# new tokidoki bag



## cicconeyouth (May 24, 2006)

i've had this for about a week but it still makes me squeal like a little girl because it's so cute. it's the tokidoki by lesportsac stellina bag in playground (you can buy one at lesportsac.com).


----------



## lovejam (May 24, 2006)

I already have a cutesy Le Sportsac purse from last summer, but I definitely want one of those!
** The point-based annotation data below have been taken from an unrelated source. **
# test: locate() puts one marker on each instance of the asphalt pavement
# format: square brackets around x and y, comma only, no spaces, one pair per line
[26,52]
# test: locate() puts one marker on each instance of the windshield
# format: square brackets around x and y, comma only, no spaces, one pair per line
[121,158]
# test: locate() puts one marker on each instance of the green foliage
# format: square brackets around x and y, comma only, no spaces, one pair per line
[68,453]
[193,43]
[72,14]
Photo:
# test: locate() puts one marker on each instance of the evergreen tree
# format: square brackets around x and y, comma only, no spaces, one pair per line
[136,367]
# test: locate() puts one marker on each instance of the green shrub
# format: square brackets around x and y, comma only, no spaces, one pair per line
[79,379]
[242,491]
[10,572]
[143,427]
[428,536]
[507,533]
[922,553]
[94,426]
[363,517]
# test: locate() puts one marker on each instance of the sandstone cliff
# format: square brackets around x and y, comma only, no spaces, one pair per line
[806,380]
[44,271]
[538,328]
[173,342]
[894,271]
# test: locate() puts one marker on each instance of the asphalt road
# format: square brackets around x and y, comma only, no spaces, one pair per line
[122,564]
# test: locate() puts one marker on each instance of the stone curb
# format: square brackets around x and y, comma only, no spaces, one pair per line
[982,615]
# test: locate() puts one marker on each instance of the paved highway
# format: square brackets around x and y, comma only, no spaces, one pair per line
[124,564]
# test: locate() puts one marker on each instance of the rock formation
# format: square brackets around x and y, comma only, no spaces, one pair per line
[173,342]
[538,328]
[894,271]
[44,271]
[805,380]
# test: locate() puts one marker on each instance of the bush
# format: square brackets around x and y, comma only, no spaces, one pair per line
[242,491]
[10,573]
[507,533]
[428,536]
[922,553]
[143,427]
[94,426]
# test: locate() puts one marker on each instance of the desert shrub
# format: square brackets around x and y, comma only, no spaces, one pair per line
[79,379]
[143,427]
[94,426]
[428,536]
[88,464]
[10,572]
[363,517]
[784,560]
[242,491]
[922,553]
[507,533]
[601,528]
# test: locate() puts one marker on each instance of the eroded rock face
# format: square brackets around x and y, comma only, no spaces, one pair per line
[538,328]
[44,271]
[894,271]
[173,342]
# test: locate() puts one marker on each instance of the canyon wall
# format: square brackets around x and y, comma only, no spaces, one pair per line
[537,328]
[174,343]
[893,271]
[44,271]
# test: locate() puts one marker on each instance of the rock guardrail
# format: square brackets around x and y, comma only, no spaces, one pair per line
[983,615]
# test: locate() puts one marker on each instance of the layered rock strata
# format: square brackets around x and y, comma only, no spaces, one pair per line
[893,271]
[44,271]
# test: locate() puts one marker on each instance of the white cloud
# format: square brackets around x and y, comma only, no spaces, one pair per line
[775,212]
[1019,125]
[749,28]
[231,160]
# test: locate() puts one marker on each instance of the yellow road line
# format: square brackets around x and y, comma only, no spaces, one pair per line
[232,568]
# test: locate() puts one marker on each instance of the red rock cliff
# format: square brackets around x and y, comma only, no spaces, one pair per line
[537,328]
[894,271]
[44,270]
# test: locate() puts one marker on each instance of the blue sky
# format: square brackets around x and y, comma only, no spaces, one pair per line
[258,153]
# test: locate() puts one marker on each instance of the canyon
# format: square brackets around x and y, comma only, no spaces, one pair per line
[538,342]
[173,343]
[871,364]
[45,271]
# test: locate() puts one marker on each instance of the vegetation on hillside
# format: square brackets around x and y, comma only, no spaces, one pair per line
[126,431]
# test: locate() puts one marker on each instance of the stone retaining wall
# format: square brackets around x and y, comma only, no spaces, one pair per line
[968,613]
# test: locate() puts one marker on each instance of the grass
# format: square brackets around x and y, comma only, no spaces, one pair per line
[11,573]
ETA: D'oh. Totally can't afford any of the Tokidoki bags. I wonder if that stuff will ever go on sale. Maybe it'll still be around for my birthday.


----------



## asteffey (May 25, 2006)

cute!!


----------



## IslandGirl77 (May 25, 2006)

THat is the cutest bag! I want one, but I can't afford one either.


----------



## hyperRealGurl (May 25, 2006)

too cute


----------



## bottleblack (May 25, 2006)

I love those bags, too bad I'm a broke chick!


----------



## kaliraksha (May 25, 2006)

cute!


----------



## Throwaway Style (May 26, 2006)

i really want one of those, but unfortuneatly it's like 120 dollars, maybe if i get a job soon i'll be able to get one.


----------



## pucci (May 26, 2006)

oh-oh this is right up my alley.....


----------



## pucci (Jun 7, 2006)

I ended up buying one, and with all the shipping and fees it's ended up costing me about $250 ($185USD)!! Don't tell my husband


----------



## ninabruja (Jun 7, 2006)

omg i didn't know they are STILL making these bags. i wanted one awhile ago, when the trim was just black? or white? i don't remember.

its soooooooo cute though.


----------



## Pei (Jun 9, 2006)

I love all their tokidoki designs!!!!!


----------



## likeomgsteffduh (Jun 12, 2006)

I

FREAKING

WANT

ONE

hahaha, those are some adorable bags!


----------



## Phillygirl (Jun 12, 2006)

It is cute but I think I'm too old for the pattern.


----------